そんな流れの中、次世代消費経済のキーワードである「エシカル」が我が国に定着するのかと言えば、昨年までの流れであれば「難しい」としか答えようがなかったでしょう。しかしながら、東日本大震災の発生によって事態は一変しました。私たち日本人の今は、被災地の人々の復興に向けた苦しい日々を新聞やテレビで見るにつけ「なんとか自分も力になれないものか」、そんなことを心から思う人間が本当にたくさん存在していると実感しています。「東北地方の野菜や肉や魚を、より多く消費することで復興の役に立ちたい」「東北地方の企業が作ったものをできるだけ多く使って自社製品を作りたい」、今日本のあちこちで聞かれる声はまさしく「エシカルの精神」なのです。英国的なネガティブな視点で言うなら、「被ばくが疑われる野菜は仕入れない」といった風評を煽るような行動をする企業の商品は排除していく、そんなことも「エシカル」の視点からは重要でしょう。いずれにしましても、震災発生により今こそ我が国でも国民性の根底に「エシカルの精神」が根付くチャンスを迎えていると言えると思うのです。

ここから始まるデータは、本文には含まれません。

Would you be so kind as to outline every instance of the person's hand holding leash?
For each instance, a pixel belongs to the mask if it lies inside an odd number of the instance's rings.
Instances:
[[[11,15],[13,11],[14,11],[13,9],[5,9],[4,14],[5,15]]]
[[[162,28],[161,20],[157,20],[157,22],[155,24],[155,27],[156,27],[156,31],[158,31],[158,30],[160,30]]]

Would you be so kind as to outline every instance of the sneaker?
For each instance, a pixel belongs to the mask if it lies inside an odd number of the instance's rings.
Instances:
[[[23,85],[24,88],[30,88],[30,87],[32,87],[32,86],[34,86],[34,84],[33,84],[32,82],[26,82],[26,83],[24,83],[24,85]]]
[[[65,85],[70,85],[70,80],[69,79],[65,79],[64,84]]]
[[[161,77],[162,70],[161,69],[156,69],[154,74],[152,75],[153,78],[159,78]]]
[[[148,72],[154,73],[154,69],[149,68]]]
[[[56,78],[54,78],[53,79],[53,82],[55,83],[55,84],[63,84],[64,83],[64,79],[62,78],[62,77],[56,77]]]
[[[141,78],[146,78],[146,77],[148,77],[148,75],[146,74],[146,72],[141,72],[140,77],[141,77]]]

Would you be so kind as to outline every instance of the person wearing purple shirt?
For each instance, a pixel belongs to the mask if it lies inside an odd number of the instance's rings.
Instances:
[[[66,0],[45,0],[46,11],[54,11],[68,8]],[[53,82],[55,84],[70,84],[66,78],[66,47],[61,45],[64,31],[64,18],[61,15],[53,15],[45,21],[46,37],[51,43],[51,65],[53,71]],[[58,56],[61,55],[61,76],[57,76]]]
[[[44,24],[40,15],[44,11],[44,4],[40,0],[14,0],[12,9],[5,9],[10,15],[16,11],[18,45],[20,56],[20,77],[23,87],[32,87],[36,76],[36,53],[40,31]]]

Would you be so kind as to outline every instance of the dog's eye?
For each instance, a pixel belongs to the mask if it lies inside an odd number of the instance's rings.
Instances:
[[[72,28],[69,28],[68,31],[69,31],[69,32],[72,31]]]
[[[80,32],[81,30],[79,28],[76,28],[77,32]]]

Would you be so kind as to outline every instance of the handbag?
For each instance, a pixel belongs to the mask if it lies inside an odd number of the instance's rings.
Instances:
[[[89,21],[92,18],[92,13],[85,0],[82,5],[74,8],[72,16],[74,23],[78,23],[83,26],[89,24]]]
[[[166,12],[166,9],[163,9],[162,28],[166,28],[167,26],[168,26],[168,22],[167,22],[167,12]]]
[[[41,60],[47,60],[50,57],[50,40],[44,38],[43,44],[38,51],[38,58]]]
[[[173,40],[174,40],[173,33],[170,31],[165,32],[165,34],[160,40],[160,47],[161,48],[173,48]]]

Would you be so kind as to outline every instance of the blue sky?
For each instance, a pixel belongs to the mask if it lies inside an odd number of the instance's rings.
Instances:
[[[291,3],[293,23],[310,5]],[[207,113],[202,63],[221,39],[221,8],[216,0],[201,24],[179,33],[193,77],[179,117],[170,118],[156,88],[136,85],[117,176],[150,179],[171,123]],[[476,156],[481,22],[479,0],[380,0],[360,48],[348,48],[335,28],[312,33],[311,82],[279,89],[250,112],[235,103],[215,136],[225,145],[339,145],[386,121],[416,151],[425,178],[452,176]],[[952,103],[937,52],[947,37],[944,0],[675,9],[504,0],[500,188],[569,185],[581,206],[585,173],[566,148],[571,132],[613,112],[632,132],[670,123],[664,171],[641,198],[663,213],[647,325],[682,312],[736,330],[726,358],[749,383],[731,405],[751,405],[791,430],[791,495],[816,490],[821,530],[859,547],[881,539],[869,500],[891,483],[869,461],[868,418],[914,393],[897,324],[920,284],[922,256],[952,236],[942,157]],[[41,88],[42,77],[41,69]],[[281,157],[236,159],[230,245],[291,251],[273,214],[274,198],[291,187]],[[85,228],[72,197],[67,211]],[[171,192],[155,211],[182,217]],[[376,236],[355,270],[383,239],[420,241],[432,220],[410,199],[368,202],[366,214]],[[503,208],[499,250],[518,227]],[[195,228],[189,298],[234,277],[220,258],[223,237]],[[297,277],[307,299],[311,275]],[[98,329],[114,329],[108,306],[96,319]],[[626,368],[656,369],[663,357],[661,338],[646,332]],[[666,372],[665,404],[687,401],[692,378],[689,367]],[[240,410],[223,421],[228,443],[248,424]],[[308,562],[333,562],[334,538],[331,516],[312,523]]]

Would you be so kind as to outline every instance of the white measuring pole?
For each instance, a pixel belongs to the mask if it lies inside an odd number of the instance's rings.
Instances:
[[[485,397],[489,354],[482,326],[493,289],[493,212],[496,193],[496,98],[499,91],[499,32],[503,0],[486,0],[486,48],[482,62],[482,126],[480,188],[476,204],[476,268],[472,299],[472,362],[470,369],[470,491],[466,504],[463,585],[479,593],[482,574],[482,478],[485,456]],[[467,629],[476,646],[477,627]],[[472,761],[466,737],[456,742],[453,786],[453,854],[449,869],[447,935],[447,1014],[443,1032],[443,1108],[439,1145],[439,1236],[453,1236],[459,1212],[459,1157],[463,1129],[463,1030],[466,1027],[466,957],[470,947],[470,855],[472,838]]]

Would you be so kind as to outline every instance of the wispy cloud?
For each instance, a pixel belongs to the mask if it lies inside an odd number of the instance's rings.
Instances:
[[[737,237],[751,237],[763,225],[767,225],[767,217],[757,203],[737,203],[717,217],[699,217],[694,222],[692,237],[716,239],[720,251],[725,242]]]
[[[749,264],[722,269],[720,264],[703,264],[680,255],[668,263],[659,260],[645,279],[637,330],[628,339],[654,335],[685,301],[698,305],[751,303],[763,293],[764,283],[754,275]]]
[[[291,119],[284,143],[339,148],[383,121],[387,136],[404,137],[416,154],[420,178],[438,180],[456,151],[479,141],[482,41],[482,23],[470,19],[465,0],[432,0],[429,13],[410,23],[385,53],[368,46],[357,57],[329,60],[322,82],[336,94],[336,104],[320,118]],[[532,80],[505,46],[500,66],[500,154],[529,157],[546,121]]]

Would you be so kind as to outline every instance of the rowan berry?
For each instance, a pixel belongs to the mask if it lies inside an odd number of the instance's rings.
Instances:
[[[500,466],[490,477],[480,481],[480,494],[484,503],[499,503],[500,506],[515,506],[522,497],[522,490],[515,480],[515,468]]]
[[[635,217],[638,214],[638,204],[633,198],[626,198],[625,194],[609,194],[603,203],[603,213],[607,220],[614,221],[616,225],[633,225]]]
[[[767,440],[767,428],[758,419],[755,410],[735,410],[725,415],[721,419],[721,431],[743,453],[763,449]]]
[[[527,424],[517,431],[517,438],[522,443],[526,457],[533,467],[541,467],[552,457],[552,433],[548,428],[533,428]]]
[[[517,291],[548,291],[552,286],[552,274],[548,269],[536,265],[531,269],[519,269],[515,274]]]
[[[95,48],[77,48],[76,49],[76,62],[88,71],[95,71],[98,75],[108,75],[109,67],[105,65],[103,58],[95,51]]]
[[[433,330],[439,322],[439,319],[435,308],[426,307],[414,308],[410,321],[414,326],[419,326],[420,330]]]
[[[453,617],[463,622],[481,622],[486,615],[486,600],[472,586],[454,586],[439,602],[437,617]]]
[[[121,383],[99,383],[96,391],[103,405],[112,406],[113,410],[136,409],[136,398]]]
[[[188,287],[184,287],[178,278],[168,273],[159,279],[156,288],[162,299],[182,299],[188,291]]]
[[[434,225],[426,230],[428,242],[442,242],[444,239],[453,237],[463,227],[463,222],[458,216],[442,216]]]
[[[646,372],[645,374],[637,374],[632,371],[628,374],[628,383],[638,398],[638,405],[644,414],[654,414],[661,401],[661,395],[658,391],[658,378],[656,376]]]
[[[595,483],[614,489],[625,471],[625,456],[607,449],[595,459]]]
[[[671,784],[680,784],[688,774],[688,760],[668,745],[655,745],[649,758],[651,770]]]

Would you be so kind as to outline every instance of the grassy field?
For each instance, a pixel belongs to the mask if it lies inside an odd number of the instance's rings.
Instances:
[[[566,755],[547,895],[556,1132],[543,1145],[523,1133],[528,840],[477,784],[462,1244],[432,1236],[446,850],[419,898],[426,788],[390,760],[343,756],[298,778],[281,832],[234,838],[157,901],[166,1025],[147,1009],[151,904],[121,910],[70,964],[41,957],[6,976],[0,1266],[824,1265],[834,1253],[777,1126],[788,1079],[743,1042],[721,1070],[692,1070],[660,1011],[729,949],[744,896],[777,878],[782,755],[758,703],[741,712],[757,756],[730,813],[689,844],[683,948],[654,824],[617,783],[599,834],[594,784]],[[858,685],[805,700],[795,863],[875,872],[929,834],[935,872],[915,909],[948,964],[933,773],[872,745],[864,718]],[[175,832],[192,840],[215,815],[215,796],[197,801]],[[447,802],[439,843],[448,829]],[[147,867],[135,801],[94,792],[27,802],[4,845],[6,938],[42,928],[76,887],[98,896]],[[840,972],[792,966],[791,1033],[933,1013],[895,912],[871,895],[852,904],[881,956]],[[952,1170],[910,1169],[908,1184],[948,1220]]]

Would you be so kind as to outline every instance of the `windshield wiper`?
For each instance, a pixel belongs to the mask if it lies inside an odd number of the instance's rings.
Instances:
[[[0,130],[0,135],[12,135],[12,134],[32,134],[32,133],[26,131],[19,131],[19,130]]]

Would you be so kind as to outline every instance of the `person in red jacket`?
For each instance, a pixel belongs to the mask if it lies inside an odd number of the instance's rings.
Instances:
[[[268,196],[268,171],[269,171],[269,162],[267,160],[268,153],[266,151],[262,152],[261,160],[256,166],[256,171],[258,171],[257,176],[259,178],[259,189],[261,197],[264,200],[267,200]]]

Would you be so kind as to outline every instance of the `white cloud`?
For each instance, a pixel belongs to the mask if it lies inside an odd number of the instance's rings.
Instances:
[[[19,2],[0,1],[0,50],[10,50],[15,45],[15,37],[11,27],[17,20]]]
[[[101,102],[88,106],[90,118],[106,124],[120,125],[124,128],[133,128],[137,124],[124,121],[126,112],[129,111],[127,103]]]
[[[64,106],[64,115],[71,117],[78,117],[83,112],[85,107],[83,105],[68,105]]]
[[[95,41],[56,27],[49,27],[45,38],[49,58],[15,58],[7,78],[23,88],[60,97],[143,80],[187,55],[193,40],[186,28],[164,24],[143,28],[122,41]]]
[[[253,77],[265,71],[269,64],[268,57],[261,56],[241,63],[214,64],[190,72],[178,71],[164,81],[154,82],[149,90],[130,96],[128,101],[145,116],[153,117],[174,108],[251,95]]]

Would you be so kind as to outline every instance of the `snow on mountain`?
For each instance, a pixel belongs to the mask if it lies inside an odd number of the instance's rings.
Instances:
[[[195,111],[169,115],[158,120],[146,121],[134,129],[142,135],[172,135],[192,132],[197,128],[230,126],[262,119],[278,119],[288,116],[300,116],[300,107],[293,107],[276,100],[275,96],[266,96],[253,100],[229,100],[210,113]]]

震災復興を単なる「復元」に終わらせたのでは我が国の発展はありません。「復元」ではなく「新生」こそが求められるものであり、そのためには国民性の部分にも震災を経てこそ成し得たと言える大きな成長が望まれるのです。私はそのキーワードとなりうるのが「エシカルの精神」なのではないかと思っています。政治も行政も、「復興」に対していかなる国民的成長ビジョンを描くのか明確にする必要があると思っています。今自然発生的に国民の間に芽生えている「エシカルの精神」を軸として、対処療法に終わらない復興ビジョンを国民に明示して欲しいと切に願って止みません。